Brooke Bulloch, owner of Saskatoon nutrition consulting company Food to Fit, believes it is important to have some sort of government guidance when it comes to food.
“But is a food guide useful? I don’t know. When I look at healthy Canadians it really comes down to our food environment. If our food environment is a ratio of 10 or 20 to one fast food restaurants to healthy food vendors, that’s a problem,” she said.
The senate committee report found “that Canada’s Food Guide has been at best ineffective and at worst enabling with respect to the rising levels of unhealthy weights and diet-related chronic diseases in Canada”. Bulloch said she wouldn’t necessarily blame Canada’s growing obesity rates on the food guide, but believes there are aspects of it that need to be changed.
The biggest overhaul should be switching to meal-based examples instead of fulfilling nutrient amounts through recommended servings, Bulloch said.
“It’s not user friendly. I guarantee you anyone who has a child is not going through saying ‘oh yeah, my child had two servings of milk and alternates today.’ Nobody is counting the servings of food groups that their children are eating; it’s not a realistic approach.”
She said basing a food guide on serving amounts also teaches people to ignore their hunger and fullness “cues”. There’s nothing wrong with someone eating only four to five servings of fruits and vegetables in a day if it matches their optimal caloric intake, Bulloch said.
“I think they’ve taken a big message in trying to ensure that if you eat like this you’re going to meet all your micro-nutrient needs and your macro-nutrient distribution, but they’re trying to oversimplify it and it’s become very ineffective and confusing for people.”

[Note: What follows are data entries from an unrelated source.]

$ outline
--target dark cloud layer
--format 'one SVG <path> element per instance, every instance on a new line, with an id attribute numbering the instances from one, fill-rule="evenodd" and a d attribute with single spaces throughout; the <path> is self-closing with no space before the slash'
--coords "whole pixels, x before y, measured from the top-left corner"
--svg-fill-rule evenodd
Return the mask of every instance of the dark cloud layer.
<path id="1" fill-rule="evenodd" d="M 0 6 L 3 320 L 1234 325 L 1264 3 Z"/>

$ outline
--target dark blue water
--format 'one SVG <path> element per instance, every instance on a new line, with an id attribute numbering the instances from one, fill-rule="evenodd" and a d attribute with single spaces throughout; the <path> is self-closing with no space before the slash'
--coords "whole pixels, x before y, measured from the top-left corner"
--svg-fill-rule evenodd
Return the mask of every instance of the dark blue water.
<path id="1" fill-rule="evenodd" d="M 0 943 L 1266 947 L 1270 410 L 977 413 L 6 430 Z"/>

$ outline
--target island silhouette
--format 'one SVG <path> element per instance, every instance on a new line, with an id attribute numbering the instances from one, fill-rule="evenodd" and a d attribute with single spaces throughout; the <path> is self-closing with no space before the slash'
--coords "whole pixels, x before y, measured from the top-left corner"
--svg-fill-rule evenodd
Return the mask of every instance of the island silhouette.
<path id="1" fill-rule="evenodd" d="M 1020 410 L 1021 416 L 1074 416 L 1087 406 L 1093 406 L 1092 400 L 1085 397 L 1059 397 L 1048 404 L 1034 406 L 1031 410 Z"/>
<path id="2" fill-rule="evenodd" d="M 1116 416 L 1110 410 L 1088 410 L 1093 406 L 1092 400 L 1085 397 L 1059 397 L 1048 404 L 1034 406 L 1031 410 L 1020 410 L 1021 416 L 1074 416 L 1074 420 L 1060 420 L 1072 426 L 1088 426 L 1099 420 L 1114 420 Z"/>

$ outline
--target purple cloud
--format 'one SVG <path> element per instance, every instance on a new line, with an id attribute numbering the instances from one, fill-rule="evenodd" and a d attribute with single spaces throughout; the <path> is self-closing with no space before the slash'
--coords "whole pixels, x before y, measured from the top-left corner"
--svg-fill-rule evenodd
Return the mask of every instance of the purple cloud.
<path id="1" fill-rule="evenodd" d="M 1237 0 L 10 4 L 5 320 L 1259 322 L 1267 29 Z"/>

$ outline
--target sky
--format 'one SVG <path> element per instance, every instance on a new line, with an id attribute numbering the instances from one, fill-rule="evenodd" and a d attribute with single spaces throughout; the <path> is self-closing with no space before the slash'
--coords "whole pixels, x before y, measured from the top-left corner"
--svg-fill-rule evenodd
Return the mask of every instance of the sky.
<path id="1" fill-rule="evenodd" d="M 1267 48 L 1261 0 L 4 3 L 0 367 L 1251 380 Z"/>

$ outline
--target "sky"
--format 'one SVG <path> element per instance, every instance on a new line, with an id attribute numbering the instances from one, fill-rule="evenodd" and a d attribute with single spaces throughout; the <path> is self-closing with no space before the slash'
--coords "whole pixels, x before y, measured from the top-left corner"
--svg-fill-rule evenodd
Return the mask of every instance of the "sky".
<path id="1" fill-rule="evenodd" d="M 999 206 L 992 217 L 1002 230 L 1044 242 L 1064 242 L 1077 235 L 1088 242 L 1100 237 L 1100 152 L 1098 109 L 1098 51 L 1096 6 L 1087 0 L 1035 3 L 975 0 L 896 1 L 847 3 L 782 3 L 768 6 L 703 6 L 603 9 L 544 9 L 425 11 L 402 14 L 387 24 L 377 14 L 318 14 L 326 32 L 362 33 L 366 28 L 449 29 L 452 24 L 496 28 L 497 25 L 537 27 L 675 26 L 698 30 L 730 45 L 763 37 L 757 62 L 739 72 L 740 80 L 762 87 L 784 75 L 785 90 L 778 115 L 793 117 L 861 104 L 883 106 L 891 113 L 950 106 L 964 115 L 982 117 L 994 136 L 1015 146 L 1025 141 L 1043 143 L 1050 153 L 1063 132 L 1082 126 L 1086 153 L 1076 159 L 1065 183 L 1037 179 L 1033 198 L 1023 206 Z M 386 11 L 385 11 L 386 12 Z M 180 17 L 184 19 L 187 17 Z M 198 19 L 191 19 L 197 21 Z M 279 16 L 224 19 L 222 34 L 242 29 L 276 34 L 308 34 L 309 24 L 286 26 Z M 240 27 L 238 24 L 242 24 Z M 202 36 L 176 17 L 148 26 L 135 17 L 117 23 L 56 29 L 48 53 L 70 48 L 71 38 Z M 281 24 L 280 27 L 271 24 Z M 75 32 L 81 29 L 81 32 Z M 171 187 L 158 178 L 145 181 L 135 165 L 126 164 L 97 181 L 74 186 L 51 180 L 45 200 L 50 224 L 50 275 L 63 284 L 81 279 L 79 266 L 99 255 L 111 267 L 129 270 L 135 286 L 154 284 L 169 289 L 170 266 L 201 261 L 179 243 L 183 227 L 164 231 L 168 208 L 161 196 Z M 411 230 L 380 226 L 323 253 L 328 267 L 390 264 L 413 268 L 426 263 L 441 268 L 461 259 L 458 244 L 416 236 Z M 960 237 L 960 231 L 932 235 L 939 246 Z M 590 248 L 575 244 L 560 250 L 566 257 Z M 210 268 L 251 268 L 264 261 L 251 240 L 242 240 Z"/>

Bulloch said that confusion over serving sizes can result in overeating. For example, the food guide indicates that a 35-gram slice of bread equals one serving, but she points out most bread slices are 45 grams or more.
The food guide also recommends that only half of the daily grain products a person eats should be whole grains. Bulloch said that leads people to believe it’s okay for the other half of their grains to be refined and processed.
She also takes issue with 100 per cent fruit juices being included in the fruits and vegetables group. Fruit juice should not replace whole fruit, she said, adding it’s unrealistic to think people will only drink the daily recommendation of 1/2 cup.
She suggests potential changes to the food groups could include emphasizing vegetables over fruit and replacing the grains category with “starches”.
According to Bulloch, the Canada Food Guide has not been updated since 2007.